학술논문

5 Research
Document Type
Book
Source
Art + Archive: Understanding the archival turn in contemporary art. :150-187
Subject
Language
Abstract
Art and research are connected in three distinct ways in the years surrounding the turn of the twenty-first century. Artists are compared to researchers in terms of the methodology they use and the themes they investigate, and artworks visually resemble research activities or research results. During this period there is also a significant increase in studio-based PhD programmes, which means that artists literally become academic researchers, incorporating their practices within the broader university system. The chapter consider the overt and implied assumptions involved in comparing the artist to a researcher. Artists’ use of text and their interest in marginal and mystical figures are analysed through specific works by Tacita Dean, Simon Starling and Joachim Koester. They are shown to mobilise a notion of historical research in part driven by chance, serendipity and a kind of mystical connection to historical figures or events, while also continuously pointing out that they are themselves unreliable narrators or that the facts they deal with are uncertain. The chapter ends with a discussion of artworks that use the index and footnote as forms of academic research and referentiality.

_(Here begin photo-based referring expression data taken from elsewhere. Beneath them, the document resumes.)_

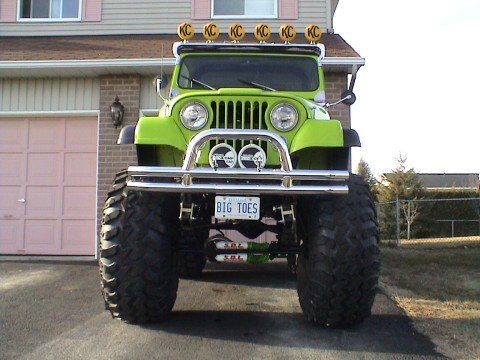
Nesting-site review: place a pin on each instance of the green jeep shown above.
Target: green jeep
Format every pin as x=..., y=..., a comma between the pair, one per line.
x=244, y=142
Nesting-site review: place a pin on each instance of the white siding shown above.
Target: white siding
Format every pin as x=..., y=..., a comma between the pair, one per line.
x=59, y=94
x=155, y=17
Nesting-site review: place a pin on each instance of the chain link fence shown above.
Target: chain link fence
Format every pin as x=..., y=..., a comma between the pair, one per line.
x=429, y=221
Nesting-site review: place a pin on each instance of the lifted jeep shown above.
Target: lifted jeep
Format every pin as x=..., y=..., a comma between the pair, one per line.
x=244, y=136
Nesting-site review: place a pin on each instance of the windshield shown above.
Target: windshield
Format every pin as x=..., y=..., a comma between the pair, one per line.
x=282, y=73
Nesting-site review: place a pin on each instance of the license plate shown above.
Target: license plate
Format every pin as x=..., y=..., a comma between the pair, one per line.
x=237, y=207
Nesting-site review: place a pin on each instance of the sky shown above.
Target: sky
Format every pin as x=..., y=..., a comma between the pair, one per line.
x=419, y=93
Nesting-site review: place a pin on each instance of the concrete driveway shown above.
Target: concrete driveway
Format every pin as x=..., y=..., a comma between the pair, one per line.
x=54, y=310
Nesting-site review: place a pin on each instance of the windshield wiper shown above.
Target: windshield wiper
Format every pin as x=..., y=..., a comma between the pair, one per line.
x=256, y=85
x=198, y=82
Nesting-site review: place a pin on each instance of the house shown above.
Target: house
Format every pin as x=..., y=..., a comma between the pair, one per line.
x=450, y=181
x=62, y=63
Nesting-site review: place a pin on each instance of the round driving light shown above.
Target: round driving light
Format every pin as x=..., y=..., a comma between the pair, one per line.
x=284, y=117
x=222, y=156
x=252, y=156
x=194, y=116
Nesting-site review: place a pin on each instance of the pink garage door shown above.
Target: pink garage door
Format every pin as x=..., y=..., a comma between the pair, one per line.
x=47, y=186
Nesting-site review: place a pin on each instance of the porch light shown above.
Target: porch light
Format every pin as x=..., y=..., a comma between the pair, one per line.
x=117, y=110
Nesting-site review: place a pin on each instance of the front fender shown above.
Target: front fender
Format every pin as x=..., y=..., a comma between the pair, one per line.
x=159, y=131
x=318, y=133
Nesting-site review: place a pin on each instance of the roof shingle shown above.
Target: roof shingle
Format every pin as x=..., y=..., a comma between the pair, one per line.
x=121, y=47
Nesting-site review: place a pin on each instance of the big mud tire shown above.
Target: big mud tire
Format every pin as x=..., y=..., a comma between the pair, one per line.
x=338, y=273
x=191, y=253
x=139, y=277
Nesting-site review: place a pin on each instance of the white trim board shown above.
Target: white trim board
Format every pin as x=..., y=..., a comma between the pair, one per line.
x=50, y=113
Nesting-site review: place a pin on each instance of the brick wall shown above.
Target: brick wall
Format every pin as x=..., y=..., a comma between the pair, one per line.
x=335, y=84
x=112, y=157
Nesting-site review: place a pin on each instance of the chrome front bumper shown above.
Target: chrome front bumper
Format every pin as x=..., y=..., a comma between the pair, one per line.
x=191, y=179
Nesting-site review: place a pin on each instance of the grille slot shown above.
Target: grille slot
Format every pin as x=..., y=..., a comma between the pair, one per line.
x=239, y=115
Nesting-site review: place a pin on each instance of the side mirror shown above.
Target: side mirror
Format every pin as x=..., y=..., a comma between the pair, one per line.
x=160, y=81
x=348, y=97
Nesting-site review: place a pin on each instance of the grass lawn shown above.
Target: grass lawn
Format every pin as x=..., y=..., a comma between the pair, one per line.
x=439, y=288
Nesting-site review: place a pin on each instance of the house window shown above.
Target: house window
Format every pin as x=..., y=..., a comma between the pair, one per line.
x=50, y=9
x=244, y=9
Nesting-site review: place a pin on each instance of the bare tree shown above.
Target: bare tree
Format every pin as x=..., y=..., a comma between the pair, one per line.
x=411, y=212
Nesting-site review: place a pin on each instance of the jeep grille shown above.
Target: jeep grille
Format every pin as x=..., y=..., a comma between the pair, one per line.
x=239, y=115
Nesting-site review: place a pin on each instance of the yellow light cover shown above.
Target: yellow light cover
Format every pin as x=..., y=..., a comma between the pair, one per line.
x=262, y=32
x=210, y=31
x=236, y=32
x=185, y=31
x=313, y=33
x=287, y=32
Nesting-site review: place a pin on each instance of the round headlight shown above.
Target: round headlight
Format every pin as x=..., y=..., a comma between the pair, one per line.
x=194, y=116
x=284, y=117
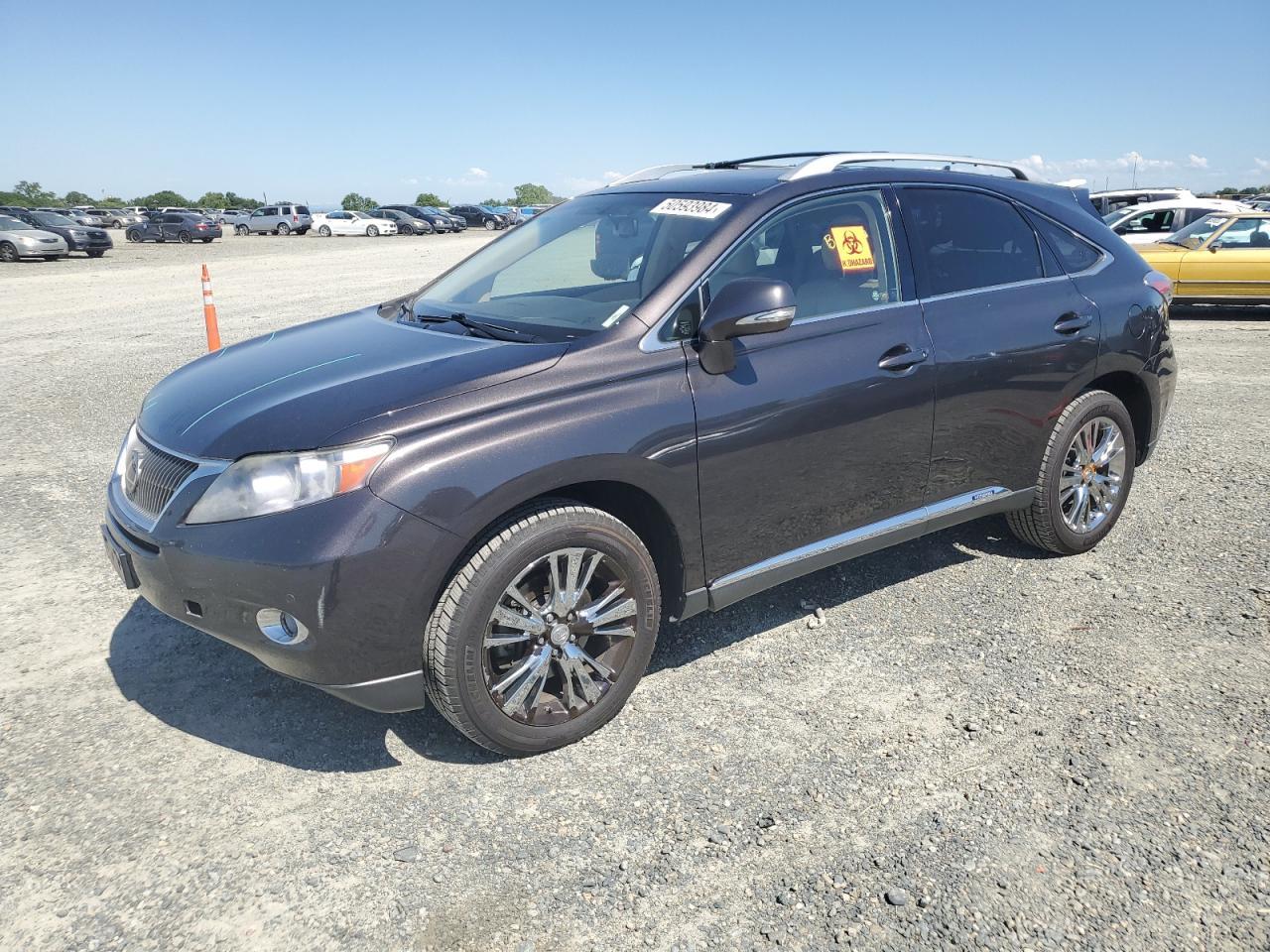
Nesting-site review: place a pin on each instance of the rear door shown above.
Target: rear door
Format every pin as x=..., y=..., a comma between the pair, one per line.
x=1012, y=338
x=825, y=426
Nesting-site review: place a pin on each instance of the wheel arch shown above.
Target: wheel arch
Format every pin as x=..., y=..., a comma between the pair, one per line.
x=1130, y=391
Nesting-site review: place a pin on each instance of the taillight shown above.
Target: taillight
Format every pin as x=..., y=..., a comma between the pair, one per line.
x=1161, y=284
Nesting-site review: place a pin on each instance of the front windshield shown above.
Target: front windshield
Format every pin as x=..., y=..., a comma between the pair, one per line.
x=1197, y=232
x=579, y=268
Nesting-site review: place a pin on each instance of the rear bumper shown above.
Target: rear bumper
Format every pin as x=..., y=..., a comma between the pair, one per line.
x=359, y=574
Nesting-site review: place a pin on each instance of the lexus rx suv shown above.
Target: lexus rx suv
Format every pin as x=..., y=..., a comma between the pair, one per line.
x=649, y=402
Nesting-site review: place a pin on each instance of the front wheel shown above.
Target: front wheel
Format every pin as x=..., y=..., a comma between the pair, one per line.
x=545, y=631
x=1086, y=472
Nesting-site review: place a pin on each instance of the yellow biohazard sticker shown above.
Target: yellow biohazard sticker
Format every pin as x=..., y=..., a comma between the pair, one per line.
x=851, y=243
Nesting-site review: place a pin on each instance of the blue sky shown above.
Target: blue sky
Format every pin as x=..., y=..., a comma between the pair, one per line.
x=310, y=100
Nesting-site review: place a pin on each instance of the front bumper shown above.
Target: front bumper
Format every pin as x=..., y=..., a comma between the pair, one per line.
x=358, y=572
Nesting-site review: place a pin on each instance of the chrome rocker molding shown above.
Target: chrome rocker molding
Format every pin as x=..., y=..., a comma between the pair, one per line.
x=848, y=544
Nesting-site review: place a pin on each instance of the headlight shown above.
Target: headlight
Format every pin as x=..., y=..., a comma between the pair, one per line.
x=273, y=483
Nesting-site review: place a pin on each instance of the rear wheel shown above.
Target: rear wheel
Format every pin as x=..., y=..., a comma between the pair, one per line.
x=1084, y=477
x=545, y=631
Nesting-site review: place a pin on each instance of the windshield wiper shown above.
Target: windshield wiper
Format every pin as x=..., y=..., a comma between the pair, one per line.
x=480, y=329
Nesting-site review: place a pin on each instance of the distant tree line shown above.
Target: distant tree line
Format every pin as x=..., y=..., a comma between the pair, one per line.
x=31, y=194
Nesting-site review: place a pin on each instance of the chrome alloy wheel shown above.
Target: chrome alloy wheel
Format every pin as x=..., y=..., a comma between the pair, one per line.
x=1092, y=475
x=559, y=636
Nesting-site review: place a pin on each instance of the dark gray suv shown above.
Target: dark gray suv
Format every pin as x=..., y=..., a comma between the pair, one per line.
x=649, y=402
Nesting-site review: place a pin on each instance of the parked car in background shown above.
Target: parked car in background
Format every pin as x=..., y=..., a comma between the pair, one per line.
x=91, y=241
x=114, y=217
x=1220, y=259
x=19, y=240
x=439, y=221
x=407, y=222
x=456, y=221
x=1106, y=202
x=492, y=493
x=352, y=223
x=1150, y=221
x=477, y=216
x=282, y=218
x=175, y=226
x=79, y=216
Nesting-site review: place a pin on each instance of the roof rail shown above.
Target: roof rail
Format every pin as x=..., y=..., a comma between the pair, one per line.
x=652, y=173
x=824, y=164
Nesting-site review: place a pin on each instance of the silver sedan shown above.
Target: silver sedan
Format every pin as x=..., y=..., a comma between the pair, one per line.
x=19, y=240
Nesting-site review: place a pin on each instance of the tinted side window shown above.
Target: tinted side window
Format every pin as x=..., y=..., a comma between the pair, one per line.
x=1076, y=254
x=835, y=253
x=964, y=240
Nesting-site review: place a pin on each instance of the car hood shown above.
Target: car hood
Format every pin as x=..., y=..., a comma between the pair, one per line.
x=294, y=389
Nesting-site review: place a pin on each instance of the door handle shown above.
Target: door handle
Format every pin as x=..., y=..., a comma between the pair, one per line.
x=901, y=358
x=1071, y=322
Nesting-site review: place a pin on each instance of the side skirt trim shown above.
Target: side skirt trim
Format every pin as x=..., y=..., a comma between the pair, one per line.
x=862, y=540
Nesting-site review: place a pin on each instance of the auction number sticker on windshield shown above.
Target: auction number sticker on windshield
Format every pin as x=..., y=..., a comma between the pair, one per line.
x=851, y=243
x=691, y=208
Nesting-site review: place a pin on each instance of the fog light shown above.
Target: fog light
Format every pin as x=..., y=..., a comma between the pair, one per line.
x=281, y=627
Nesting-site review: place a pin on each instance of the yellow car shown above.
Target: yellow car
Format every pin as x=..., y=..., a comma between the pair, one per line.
x=1220, y=259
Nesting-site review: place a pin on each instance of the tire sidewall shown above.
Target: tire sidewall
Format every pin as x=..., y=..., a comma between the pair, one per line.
x=477, y=602
x=1103, y=405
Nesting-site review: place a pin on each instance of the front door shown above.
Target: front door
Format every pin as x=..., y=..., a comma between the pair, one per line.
x=1012, y=338
x=1234, y=263
x=825, y=426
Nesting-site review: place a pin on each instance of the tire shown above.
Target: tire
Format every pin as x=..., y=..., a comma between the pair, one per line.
x=1048, y=524
x=462, y=673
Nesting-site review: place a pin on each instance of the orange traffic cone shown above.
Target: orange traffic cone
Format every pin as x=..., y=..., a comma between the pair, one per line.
x=213, y=331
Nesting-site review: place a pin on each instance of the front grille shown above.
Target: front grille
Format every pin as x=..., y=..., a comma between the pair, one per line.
x=151, y=476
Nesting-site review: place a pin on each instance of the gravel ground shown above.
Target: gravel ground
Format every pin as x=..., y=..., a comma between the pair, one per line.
x=978, y=748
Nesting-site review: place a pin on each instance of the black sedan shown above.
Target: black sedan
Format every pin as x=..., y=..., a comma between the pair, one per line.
x=479, y=216
x=79, y=238
x=175, y=226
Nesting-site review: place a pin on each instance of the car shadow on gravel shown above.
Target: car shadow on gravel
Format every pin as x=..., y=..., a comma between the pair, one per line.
x=837, y=585
x=209, y=689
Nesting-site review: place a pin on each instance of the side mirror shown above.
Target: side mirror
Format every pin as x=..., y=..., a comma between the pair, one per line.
x=744, y=306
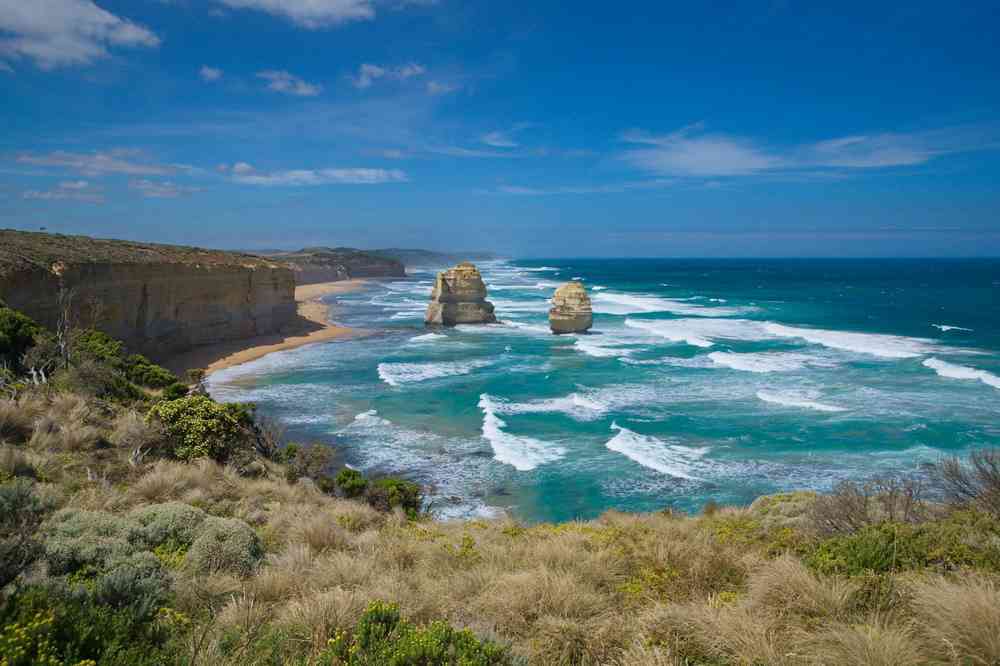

Art + archive: Understanding the archival turn in contemporary art examines the meaning and function of the notion of the archive in art writing and artistic practices c. 1995–2015. The book takes on one of the most persistent buzzwords in the international artworld, adding nuance and context to a much-discussed but under-analysed topic.The study’s first part outlines key texts about archive art, the interdisciplinary theories these build on, and the specific meaning the archive comes to have when it is brought into the artworld. The second part examines the archive art phenomenon in relation to materiality, research, critique, curating and temporality. Instead of approaching the archive as an already defined conceptual tool for analysing art, the book rethinks the so-called archival turn, showing how the archive is used to point to, theorise and make sense of a number of different conditions and concerns deemed to be urgent and important at the turn of the twenty-first century. These include the far-reaching implications of technological changes; the prevalence of different forms of critique of normative structures; changes to the view of the art object; and the increasing academicisation of artistic practices. This book shows that the archive is adaptable and elastic, but that it is also loaded with a great deal of theoretical baggage. It clarifies why, how and with what consequences the archive is referenced and mobilised by contemporary artists and art writers.